Prince of Players is a 1955 20th Century Fox biographical film about the 19th century American actor Edwin Booth. The film was directed and produced by Philip Dunne from a screenplay by Moss Hart, based on the book by Eleanor Ruggles. The music score was by Bernard Herrmann and the cinematography by Charles G. Clarke. The film was made in CinemaScope and in DeLuxe Color.

The cast featured Richard Burton, Maggie McNamara and John Derek, along with Raymond Massey, Charles Bickford, Elizabeth Sellars and Eva Le Gallienne.

Edwin "Ned" Booth is the son of the noted thespian Junius Brutus Booth and the older brother of another actor, John Wilkes Booth. Beginning In 1848, as a boy, and into early manhood, he travels with and assists Junius, who is often drunk and seems at times on the brink of madness.

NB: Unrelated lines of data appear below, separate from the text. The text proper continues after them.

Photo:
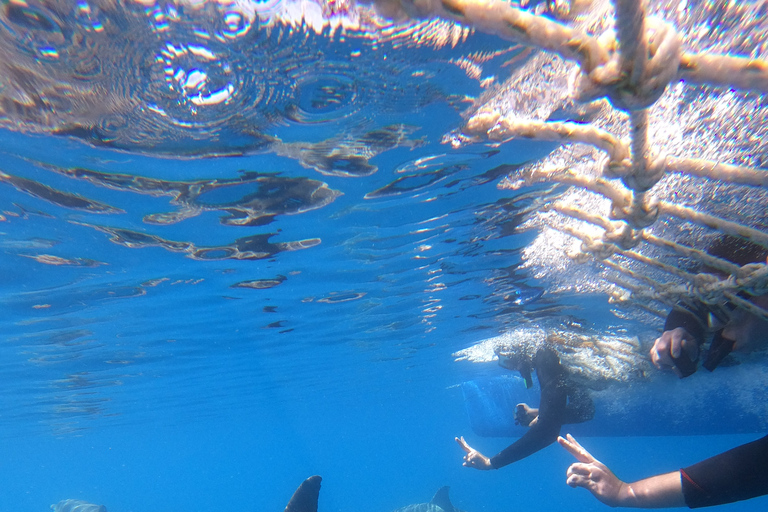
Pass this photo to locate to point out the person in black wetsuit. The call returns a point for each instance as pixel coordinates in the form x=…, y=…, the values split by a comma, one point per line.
x=561, y=402
x=736, y=475
x=685, y=332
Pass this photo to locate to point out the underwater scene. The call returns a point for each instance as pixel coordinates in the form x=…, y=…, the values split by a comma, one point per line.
x=346, y=256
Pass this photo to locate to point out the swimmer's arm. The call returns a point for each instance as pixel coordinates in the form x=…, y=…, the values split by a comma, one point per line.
x=660, y=491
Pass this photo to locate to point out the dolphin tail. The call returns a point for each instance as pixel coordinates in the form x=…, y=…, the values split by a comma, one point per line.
x=442, y=500
x=305, y=497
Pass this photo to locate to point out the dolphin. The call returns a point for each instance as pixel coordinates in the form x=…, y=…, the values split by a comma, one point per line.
x=304, y=499
x=441, y=502
x=77, y=506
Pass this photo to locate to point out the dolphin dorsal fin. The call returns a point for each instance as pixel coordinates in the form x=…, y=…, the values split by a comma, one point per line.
x=442, y=500
x=305, y=497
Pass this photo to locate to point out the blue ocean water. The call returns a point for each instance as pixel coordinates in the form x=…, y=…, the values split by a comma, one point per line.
x=201, y=308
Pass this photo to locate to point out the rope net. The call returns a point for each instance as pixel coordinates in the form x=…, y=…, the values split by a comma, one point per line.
x=664, y=155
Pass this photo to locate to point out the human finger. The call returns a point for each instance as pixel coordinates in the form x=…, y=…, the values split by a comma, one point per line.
x=580, y=469
x=575, y=449
x=463, y=444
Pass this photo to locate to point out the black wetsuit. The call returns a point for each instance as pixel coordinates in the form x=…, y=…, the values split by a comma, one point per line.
x=561, y=403
x=738, y=474
x=692, y=322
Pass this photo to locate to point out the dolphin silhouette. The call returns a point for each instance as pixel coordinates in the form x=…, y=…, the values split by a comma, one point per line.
x=77, y=506
x=304, y=499
x=441, y=502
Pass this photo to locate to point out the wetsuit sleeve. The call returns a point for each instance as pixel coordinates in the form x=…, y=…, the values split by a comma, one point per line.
x=692, y=322
x=738, y=474
x=551, y=411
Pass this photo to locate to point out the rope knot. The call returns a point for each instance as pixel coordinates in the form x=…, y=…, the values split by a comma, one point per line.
x=634, y=79
x=623, y=236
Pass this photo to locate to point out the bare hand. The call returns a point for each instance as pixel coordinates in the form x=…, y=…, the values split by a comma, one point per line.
x=671, y=344
x=592, y=474
x=525, y=415
x=473, y=458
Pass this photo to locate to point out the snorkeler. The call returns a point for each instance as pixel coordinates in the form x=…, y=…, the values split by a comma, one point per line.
x=736, y=475
x=685, y=332
x=562, y=402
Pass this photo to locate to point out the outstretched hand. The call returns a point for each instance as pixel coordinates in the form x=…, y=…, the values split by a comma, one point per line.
x=592, y=474
x=473, y=458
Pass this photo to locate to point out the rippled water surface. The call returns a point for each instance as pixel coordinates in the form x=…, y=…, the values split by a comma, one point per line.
x=238, y=248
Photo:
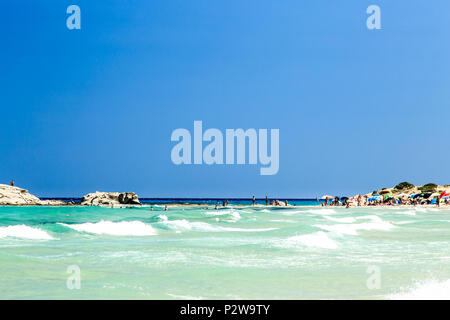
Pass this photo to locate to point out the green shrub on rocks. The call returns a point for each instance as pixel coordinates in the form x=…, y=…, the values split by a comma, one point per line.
x=429, y=187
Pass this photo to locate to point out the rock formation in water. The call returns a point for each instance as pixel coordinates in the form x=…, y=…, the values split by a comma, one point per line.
x=110, y=198
x=14, y=196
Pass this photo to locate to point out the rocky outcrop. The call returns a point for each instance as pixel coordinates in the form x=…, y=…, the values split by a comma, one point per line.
x=14, y=196
x=110, y=198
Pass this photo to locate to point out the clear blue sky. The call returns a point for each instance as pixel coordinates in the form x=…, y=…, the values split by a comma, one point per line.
x=93, y=109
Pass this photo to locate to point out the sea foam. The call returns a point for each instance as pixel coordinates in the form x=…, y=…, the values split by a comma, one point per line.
x=24, y=232
x=376, y=223
x=123, y=228
x=185, y=225
x=425, y=290
x=316, y=240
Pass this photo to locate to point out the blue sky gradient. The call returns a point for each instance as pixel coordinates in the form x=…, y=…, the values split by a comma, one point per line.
x=93, y=109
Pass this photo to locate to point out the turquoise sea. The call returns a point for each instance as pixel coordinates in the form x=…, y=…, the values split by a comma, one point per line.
x=190, y=252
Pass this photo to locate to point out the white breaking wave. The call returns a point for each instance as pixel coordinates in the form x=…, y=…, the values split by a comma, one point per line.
x=341, y=220
x=352, y=229
x=407, y=212
x=123, y=228
x=317, y=240
x=24, y=232
x=425, y=290
x=185, y=225
x=321, y=211
x=233, y=213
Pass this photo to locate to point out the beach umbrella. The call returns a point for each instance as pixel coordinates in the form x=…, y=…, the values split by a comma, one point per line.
x=443, y=194
x=375, y=198
x=402, y=195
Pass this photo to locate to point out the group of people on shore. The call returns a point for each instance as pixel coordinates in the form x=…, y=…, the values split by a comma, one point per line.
x=377, y=200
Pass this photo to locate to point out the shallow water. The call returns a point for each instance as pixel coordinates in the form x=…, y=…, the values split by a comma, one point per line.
x=245, y=253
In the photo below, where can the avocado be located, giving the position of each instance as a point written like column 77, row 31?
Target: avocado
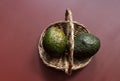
column 54, row 41
column 85, row 45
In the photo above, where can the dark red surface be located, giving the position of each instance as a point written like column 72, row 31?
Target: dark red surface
column 22, row 21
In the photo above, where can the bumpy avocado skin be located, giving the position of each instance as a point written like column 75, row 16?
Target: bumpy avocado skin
column 54, row 41
column 85, row 45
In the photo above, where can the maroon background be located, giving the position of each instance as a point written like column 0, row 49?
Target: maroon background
column 22, row 21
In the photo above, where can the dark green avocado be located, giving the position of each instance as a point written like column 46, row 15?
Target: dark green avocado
column 85, row 45
column 54, row 41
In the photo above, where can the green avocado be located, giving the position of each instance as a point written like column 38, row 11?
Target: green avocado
column 54, row 41
column 85, row 45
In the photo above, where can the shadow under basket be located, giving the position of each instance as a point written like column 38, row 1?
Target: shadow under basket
column 62, row 62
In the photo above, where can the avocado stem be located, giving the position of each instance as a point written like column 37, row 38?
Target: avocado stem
column 70, row 35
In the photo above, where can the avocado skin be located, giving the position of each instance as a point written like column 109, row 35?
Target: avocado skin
column 54, row 41
column 85, row 45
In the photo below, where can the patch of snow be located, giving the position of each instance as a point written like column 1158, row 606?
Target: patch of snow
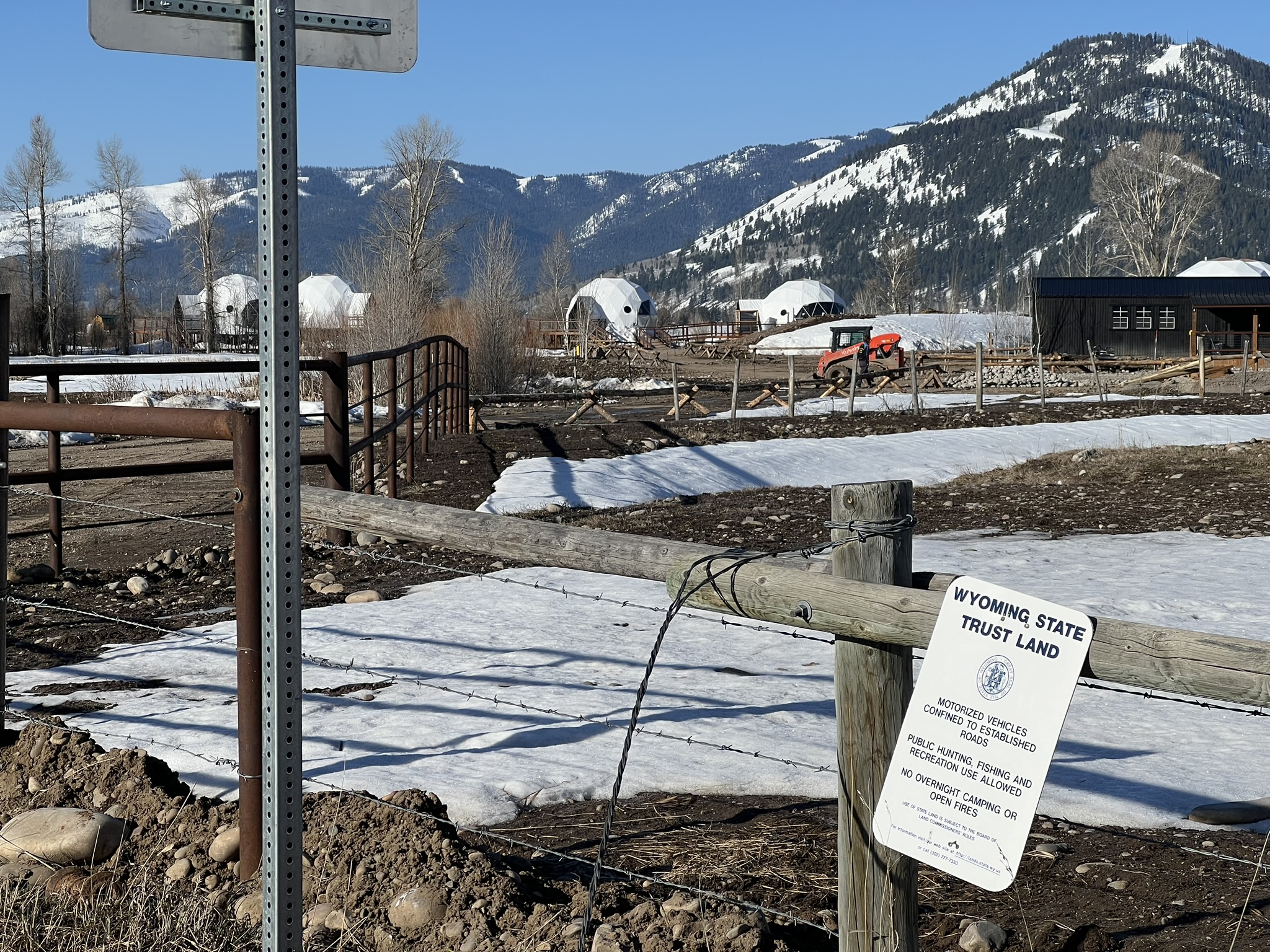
column 824, row 148
column 1116, row 764
column 1170, row 60
column 925, row 457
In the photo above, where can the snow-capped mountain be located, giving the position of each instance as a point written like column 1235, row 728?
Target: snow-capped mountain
column 613, row 216
column 993, row 184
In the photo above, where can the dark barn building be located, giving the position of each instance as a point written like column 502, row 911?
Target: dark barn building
column 1150, row 316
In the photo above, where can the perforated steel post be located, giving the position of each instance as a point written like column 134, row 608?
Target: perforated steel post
column 277, row 265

Several years go by. A theater owner, Dave Prescott, eagerly anticipates a Junius performance in San Francisco, but the actor is again unable to perform and decides to leave the theatrical run. Junius hands over his crown – a literal theatrical crown worn during his rendition of Richard III, to Ned, who has memorized his father's lines. Ned's first performance is of Richard III during a show at a mining camp, where the miners, disappointed at first, are ultimately pleased by what they see. Prescott, however, breaks the news shortly after that Junius has died.

Ned returns east, where John is starring in The Taming of the Shrew to great acclaim at Ford's Theatre in Washington, D.C. Billed as the son and successor to Junius, John is planning a tour and asks Ned if he will be his manager along with their younger sister, Asia Booth. Somewhat contemptuous of his upstart brother's early success as an actor, Ned declines. He tells his younger brother that he hasn't learned the craft the way he, Ned, has by traveling with, hearing the performances, and looking after their father for many years. Ned begins a theater tour of his own with Dave Prescott. He travels to New Orleans, where he meets, then soon marries, Mary Devlin, a member of a theatrical company who plays Juliet Capulet opposite Ned's role as Romeo Montague in a production of Romeo and Juliet.

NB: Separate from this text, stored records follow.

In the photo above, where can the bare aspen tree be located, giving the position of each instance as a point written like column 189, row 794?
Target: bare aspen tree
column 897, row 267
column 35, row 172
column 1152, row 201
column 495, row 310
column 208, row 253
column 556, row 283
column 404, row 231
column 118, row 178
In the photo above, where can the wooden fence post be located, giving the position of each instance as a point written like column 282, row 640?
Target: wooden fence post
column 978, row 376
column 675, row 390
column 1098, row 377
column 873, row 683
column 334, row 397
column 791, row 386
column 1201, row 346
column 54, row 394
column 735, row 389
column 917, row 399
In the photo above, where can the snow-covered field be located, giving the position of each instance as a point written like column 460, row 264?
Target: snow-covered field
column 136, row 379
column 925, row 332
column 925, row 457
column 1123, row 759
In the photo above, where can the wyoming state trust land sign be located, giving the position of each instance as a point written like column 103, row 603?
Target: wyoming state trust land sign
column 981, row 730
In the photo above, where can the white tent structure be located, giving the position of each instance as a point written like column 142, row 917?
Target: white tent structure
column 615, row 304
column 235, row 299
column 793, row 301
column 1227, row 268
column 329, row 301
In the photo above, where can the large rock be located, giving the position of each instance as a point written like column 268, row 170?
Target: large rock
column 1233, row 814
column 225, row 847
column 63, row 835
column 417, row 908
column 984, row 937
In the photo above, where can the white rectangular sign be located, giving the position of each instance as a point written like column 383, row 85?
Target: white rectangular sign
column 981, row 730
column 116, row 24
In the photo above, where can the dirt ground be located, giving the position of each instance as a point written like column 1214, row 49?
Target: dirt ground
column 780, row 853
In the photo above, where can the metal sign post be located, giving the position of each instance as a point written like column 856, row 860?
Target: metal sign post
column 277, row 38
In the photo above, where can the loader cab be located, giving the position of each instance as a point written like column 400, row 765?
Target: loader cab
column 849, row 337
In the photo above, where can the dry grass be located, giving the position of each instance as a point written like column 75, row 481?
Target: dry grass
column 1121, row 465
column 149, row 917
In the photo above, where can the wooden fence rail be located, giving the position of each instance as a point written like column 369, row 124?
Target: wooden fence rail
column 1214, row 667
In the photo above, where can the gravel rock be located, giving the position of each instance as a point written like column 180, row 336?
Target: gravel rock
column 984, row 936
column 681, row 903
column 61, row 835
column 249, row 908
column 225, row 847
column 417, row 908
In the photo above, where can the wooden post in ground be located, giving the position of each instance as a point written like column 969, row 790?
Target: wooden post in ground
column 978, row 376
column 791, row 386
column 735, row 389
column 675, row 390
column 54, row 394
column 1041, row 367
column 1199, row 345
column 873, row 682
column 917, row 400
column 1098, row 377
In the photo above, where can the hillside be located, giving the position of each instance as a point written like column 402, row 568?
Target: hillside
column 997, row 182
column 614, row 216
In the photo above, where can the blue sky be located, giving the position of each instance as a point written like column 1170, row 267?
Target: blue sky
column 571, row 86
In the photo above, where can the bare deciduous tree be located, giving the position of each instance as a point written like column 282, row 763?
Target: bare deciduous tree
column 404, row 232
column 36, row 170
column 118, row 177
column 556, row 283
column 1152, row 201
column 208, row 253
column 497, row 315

The Civil War breaks out and John is said to be working steadfastly for the Confederacy's cause. He declines an offer from Ned to go to London together for a production of Hamlet, and when a pregnant Mary falls ill, Ned begins drinking heavily and missing performances.

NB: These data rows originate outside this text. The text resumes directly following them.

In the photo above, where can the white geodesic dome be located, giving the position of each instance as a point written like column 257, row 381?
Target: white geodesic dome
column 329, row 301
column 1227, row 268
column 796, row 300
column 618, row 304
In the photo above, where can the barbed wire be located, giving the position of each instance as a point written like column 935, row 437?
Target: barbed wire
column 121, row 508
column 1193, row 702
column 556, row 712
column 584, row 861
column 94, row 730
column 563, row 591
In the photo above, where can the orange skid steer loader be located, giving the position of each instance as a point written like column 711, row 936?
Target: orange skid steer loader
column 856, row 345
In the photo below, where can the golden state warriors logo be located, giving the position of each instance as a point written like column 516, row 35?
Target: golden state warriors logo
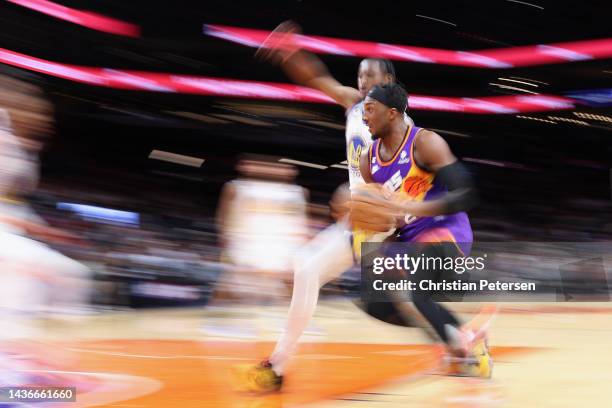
column 355, row 146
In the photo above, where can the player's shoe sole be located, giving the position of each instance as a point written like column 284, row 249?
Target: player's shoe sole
column 258, row 379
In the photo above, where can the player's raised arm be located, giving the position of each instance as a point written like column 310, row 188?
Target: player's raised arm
column 304, row 68
column 432, row 152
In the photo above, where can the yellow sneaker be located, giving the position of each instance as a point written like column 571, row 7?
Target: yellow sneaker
column 478, row 363
column 259, row 379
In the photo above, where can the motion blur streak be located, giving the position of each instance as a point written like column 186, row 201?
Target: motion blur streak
column 83, row 18
column 493, row 58
column 163, row 82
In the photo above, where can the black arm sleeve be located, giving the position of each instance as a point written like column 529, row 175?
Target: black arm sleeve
column 462, row 194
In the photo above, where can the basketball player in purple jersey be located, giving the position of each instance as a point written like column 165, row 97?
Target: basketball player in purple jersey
column 331, row 252
column 434, row 191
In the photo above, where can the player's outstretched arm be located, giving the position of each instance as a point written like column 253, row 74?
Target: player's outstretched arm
column 304, row 68
column 432, row 152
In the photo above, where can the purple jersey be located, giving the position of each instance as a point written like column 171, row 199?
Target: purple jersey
column 402, row 174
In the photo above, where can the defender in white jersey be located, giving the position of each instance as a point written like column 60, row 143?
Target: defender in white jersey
column 31, row 271
column 262, row 222
column 330, row 253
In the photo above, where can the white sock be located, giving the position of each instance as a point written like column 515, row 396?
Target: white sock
column 326, row 257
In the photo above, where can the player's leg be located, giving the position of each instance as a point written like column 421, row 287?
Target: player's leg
column 464, row 346
column 324, row 258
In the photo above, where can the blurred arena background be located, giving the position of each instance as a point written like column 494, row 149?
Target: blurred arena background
column 135, row 167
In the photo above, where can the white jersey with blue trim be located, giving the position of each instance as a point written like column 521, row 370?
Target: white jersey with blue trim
column 358, row 139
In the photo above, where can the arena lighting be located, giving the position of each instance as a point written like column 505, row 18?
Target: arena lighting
column 174, row 83
column 492, row 58
column 83, row 18
column 95, row 213
column 176, row 158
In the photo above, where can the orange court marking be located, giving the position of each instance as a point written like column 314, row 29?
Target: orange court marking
column 198, row 374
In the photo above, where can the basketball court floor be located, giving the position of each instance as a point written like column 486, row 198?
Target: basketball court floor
column 546, row 355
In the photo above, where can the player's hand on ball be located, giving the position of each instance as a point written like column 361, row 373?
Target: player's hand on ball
column 372, row 208
column 280, row 45
column 339, row 204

Mary's death turns Ned morose. Then comes the terrible news one night that John has assassinated President Abraham Lincoln by gunshot at Ford's Theatre. Weeks after the assassination, and his brother's subsequent death on a farm in Virginia, Ned has decided to return to the stage in Hamlet. On opening night the theater is packed by a mob incensed by the murder of President Lincoln and blaming not only the Booths but all actors and theaters in general. One protester says Lincoln "died in the very doorway to hell" because he was murdered in a theater.

Backstage, Dave tells Ned that the show must be canceled. Ned insists that he wants to go on for his profession as well as his family name, remembering that the late Mary once said that acting was his gift, his purpose in life and he must "never be derelict" to that purpose.